Wie fast alles, was gesund ist und zu mehr Harmonie verhilft, eignet sich auch das Autogene Training prima, um sich auf den Tag der Geburt vorzubereiten. Doch auch schon in der Schwangerschaft hilft es, manch größere und kleinere Wehwehchen zu vermeiden oder zu bessern - ob als Einschlafhilfe oder bei Rückenproblemen, ob als Hilfe gegen die Geburtsangst oder einfach nur zum Entspannen und Wohlfühlen.

Das Autogene Training beruht auf der Tatsache, dass bestimmte Gedanken Körperreaktionen hervorrufen oder beeinflussen können. Zwar hat das Autogene Training seine Wurzeln letztlich in den Heilmethoden der alten asiatischen Hochkulturen (man denke an Yoga). Jedoch ist es zugleich ein ganz neues System, weil es ohne weltanschauliche und religiöse Prägung auskommt. Damit ist es für jeden Menschen anwendbar, egal aus welchem Kulturkreis er stammt - was auch vor mehr als 40 Jahren oberstes Ziel seines Begründers, des Arztes Professor J.H. Schultz, war.

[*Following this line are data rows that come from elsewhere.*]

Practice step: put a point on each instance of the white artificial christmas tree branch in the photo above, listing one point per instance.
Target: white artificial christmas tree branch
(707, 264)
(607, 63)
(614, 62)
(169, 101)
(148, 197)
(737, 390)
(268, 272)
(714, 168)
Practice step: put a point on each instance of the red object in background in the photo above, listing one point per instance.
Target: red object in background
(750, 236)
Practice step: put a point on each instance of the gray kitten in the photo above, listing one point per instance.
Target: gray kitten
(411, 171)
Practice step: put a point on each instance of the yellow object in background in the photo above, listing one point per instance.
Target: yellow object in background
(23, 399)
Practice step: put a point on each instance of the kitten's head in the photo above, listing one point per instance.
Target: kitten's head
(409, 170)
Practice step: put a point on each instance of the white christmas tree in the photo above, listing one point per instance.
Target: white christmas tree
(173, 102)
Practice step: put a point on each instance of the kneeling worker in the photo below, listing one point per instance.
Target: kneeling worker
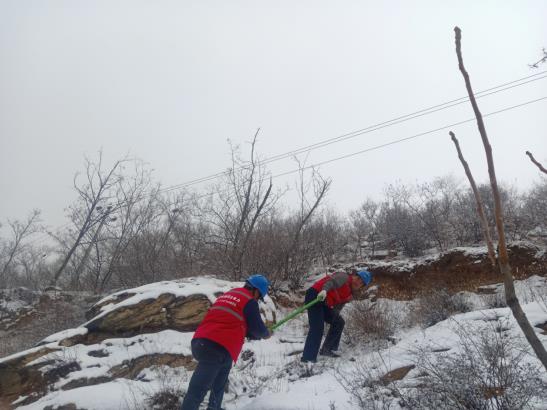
(334, 291)
(219, 338)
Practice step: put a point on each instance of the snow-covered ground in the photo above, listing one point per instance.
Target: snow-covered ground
(269, 374)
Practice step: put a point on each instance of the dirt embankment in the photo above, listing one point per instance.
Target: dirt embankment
(456, 270)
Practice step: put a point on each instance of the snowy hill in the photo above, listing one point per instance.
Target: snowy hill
(85, 368)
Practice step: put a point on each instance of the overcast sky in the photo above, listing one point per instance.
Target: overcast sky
(170, 81)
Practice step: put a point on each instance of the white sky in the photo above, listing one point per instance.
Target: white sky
(170, 81)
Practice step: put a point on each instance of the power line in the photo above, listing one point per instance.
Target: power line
(407, 117)
(378, 126)
(397, 141)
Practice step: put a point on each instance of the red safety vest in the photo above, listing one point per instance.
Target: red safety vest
(335, 296)
(224, 322)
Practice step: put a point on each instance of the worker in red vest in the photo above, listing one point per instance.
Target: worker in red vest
(219, 338)
(334, 291)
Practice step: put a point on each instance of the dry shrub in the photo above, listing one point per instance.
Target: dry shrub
(490, 372)
(495, 300)
(166, 399)
(436, 306)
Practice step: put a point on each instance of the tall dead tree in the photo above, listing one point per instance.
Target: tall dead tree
(235, 207)
(480, 207)
(19, 232)
(308, 206)
(93, 194)
(503, 256)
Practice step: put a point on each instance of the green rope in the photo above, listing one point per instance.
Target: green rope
(295, 313)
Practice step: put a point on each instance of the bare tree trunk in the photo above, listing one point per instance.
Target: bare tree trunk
(91, 194)
(20, 232)
(541, 168)
(480, 206)
(505, 268)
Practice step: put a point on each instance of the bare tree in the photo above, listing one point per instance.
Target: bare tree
(308, 204)
(234, 207)
(503, 258)
(20, 230)
(93, 194)
(366, 225)
(480, 208)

Autogenes Training ist keine Hexerei

Wer’s ausprobiert hat, weiß, dass keine Hexerei im Spiel ist: Wenn man sich wenige Minuten auf den Gedanken konzentriert, dass der rechte Arm gaaaaaanz schwer wird, fühlt er sich tatsächlich schon nach kurzer Zeit an wie ein Bleigewicht. Dasselbe klappt auch mit dem linken Arm und schließlich mit den Beinen. Als nächster Übungsschritt wird Wärme in alle vier Gliedmaßen geschickt, und schon bald kribbelt und strömt es wohlig durch Arme und Beine. „Auch wer erst wenige Wochen vor der Geburt Zeit für den Kurs findet, kann noch viel erreichen bis zum großen Tag“, so die Entspannungspädagogin Elisabeth Müller vom Wuppertaler Geburtshaus. „Entscheidend ist aber, dass man sich innerlich wirklich für diese Methode öffnet – und natürlich täglich übt“.

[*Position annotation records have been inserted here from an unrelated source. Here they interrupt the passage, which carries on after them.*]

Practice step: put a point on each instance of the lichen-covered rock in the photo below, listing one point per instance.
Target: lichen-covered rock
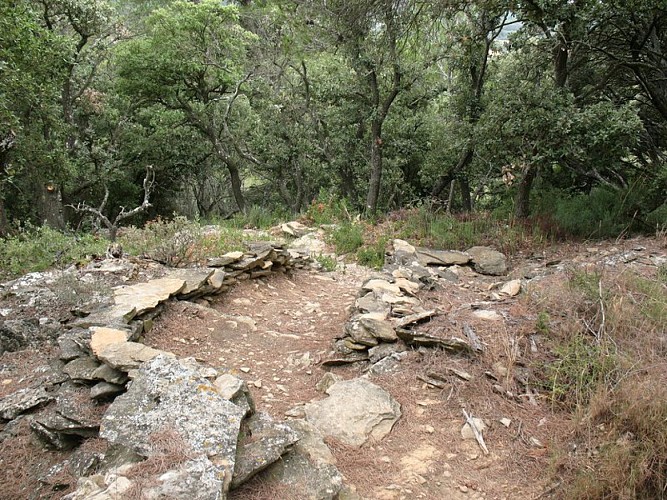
(486, 260)
(13, 405)
(82, 368)
(165, 395)
(265, 443)
(126, 356)
(309, 468)
(430, 257)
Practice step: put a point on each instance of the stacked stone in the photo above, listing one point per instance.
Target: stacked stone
(387, 307)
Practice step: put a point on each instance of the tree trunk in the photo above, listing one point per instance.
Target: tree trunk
(4, 225)
(237, 185)
(464, 160)
(466, 200)
(522, 201)
(376, 168)
(50, 206)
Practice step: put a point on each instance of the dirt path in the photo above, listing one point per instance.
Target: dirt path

Immer wiederkehrende Formeln

Zentrales Element sind beim Autogenen Training immer wiederkehrende Formeln („Ich bin vollkommen ruhig, rechter Arm wird ganz schwer, linker Arm wird ganz schwer“ usw.). Hat man nach einiger Zeit des Übens das Gefühl erworben, in einer warmen Wanne zu liegen und vor lauter Wohligkeit und entspannter Schwere kaum noch ein Glied rühren zu können, kommen nach und nach die weiteren Schritte: Puls und Atmung werden besänftigt und harmonisiert, das „Sonnengeflecht“ (Bereich des Solarplexus im Bereich des Brustbein-Endes) wird erwärmt und die Stirn gekühlt – wieder mit Hilfe lautlos gesprochener und ständig wiederholter Formeln.